Jumat, 01 April 2011

Starter's block.


It's been over two weeks since I finished Hampton Sides' true crime thriller Hellhound On His Trail, the story of the escaped convict James Earl Ray, who in 1968 killed Dr. Martin Luther King, Jr. in Memphis and eluded capture for about two months until apprehended in London, England by New Scotland Yard.

The thing is I've had a hard time starting this post. My goals are these.

1. Make it clear I liked the book very much.
2. Discuss several aspects of the book without giving the whole thing away.
3. Not to spend an entire day typing a blog entry as long as Dr. King's letter from a Birmingham jail.

I've gone through a lot of ideas about how to structure this. Let me list a few.

Compare and contrast with In Cold Blood. It's an obvious starting point. Like Capote's great "true crime novel", Sides follows a lot of threads. Of course he follows James Earl Ray, known for most of the book as Eric Stavro Galt, his main alias after escape from the Jefferson City penitentiary, also known as Jeff City, but he also tells the story of what King was doing before he was killed and what his organization did after the assassination. Sides also discusses the 1968 presidential run of George Wallace, the openly racist former governor of Alabama that Ray admired. But after the killer and the killed, the third main character that is never far away is the F.B.I., the agency tasked with catching the murderer of a man J. Edgar Hoover detested.

But comparing it to In Cold Blood would mean a lot of time writing about Capote's book, and like this book, if you pull on one thread, suddenly you've spent a few chapters discussing all the aspects.

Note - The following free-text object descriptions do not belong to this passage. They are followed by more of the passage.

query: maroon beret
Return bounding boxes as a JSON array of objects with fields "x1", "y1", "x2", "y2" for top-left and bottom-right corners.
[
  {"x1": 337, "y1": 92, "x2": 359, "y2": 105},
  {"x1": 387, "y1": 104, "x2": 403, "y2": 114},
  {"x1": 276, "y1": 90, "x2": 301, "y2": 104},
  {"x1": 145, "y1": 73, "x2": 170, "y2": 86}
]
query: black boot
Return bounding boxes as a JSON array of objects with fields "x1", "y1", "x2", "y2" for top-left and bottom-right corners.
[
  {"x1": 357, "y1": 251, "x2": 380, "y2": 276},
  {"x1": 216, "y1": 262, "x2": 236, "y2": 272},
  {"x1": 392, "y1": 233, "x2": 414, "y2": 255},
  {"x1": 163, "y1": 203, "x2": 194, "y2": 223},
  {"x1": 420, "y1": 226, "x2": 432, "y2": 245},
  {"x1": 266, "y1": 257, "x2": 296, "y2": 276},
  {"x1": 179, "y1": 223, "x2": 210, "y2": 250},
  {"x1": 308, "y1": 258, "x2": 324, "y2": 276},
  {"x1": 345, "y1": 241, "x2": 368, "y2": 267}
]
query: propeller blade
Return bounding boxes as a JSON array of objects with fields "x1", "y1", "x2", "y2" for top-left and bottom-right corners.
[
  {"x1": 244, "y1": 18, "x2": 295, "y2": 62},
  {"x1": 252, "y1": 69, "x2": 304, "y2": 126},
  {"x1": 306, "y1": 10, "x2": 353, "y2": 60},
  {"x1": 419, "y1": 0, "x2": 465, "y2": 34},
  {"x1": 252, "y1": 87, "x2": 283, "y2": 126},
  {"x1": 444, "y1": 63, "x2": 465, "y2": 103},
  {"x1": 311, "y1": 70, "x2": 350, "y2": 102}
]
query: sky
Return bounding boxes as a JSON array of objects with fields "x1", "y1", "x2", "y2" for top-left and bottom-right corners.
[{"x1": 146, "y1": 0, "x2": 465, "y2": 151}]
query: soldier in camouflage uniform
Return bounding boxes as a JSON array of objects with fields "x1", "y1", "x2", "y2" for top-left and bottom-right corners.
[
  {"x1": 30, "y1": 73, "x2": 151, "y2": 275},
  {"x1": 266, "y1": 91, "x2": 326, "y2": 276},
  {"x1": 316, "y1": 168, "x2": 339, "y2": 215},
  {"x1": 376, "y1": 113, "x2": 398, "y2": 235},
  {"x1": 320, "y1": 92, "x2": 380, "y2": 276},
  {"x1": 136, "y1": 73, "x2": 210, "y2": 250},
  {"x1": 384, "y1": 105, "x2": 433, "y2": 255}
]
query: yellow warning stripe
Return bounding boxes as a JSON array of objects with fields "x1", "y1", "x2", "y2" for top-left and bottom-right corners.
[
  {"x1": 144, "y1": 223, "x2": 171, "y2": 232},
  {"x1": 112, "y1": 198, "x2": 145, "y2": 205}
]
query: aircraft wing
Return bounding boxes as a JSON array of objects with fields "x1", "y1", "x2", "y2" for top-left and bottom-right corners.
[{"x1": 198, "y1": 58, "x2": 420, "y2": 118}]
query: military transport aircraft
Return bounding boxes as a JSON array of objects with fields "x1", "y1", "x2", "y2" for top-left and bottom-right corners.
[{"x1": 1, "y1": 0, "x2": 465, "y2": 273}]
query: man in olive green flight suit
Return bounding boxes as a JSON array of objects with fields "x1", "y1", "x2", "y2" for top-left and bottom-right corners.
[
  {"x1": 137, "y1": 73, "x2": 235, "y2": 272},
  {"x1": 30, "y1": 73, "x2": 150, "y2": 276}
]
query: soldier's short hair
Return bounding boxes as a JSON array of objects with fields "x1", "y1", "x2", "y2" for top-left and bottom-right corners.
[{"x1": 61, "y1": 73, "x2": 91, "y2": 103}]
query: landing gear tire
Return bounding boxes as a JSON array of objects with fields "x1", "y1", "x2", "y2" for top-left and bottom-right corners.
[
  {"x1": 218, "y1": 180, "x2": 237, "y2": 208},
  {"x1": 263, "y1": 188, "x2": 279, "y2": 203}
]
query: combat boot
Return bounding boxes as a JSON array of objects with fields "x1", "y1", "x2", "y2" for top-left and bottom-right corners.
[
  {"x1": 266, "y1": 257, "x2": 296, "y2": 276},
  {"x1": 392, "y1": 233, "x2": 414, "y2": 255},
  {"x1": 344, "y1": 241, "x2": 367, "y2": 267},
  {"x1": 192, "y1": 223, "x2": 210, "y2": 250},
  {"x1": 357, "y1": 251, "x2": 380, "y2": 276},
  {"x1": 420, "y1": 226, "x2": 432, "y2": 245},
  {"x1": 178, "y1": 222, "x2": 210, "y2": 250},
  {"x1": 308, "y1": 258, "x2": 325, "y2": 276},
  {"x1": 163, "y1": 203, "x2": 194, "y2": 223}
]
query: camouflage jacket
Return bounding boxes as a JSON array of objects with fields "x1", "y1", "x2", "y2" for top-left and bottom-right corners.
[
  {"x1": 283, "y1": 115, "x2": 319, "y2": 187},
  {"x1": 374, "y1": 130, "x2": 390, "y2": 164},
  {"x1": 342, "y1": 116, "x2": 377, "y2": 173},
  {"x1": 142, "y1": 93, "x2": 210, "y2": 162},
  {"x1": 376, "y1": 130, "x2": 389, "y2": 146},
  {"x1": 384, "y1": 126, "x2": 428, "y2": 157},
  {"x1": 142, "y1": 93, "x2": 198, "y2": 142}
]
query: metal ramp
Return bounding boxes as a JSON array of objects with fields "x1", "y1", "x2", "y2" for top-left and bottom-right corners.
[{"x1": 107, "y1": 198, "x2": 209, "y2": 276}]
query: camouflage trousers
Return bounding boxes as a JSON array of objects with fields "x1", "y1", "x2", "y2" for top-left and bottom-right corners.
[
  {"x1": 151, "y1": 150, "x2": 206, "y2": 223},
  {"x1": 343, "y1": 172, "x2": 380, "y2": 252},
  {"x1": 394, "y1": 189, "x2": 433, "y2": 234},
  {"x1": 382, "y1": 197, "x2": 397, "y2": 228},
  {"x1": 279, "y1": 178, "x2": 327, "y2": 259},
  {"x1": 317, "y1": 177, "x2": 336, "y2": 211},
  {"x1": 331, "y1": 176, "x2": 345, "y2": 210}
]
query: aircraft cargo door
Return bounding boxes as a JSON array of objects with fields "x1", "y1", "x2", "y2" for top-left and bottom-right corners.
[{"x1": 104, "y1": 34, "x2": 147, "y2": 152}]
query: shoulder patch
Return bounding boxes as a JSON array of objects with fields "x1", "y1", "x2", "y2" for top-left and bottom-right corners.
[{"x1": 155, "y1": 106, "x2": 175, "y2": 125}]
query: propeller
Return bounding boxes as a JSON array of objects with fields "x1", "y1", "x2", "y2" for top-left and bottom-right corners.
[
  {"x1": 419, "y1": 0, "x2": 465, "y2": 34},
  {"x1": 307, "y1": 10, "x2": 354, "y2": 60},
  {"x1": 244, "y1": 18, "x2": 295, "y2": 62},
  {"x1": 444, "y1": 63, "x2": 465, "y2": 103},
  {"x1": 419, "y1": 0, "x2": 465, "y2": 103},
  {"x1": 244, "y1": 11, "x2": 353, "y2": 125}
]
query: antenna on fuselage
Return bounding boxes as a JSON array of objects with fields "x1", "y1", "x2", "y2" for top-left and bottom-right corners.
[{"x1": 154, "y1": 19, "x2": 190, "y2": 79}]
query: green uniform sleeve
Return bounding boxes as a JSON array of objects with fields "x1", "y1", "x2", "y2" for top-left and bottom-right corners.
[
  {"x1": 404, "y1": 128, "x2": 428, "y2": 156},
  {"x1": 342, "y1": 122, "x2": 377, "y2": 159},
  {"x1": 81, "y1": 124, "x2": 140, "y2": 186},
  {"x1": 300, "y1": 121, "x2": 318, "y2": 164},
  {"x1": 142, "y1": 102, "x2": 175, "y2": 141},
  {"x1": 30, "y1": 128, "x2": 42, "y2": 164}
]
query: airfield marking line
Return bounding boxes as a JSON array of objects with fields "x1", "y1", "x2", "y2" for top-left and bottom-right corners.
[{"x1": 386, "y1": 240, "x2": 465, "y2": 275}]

The F.B.I. in war and peace. It's hard to remember just how much power J. Edgar Hoover wielded for how long a period a time now that he is gone and has become a figure openly mocked as either a latent homosexual by his defenders (if the species still exists) or a closeted practicing homosexual by his detractors, also known as right thinking Americans. For all his paranoia and other personal weaknesses, he was a tireless advocate for modern forensic science and turned the Federal Bureau of Investigation into one of the most effective law enforcement agencies in the world. Hoover hated King for two main reasons, only one of which was true. He hated King because he thought he was a communist and he hated him because he knew he was an adulterer. When Ray escaped Memphis after the murder, he was only able to do so by ditching the murder weapon and a lot of other incriminating evidence that would eventually cut through the thicket of aliases he used. He then became a federal fugitive and the case was under the jurisdiction of the F.B.I., an organization that hounded Dr. King relentlessly and hoped to send him into a depression that might turn suicidal. If the F.B.I. didn't catch the killer, there would be a large part of the public that would assume someone inside the agency did it.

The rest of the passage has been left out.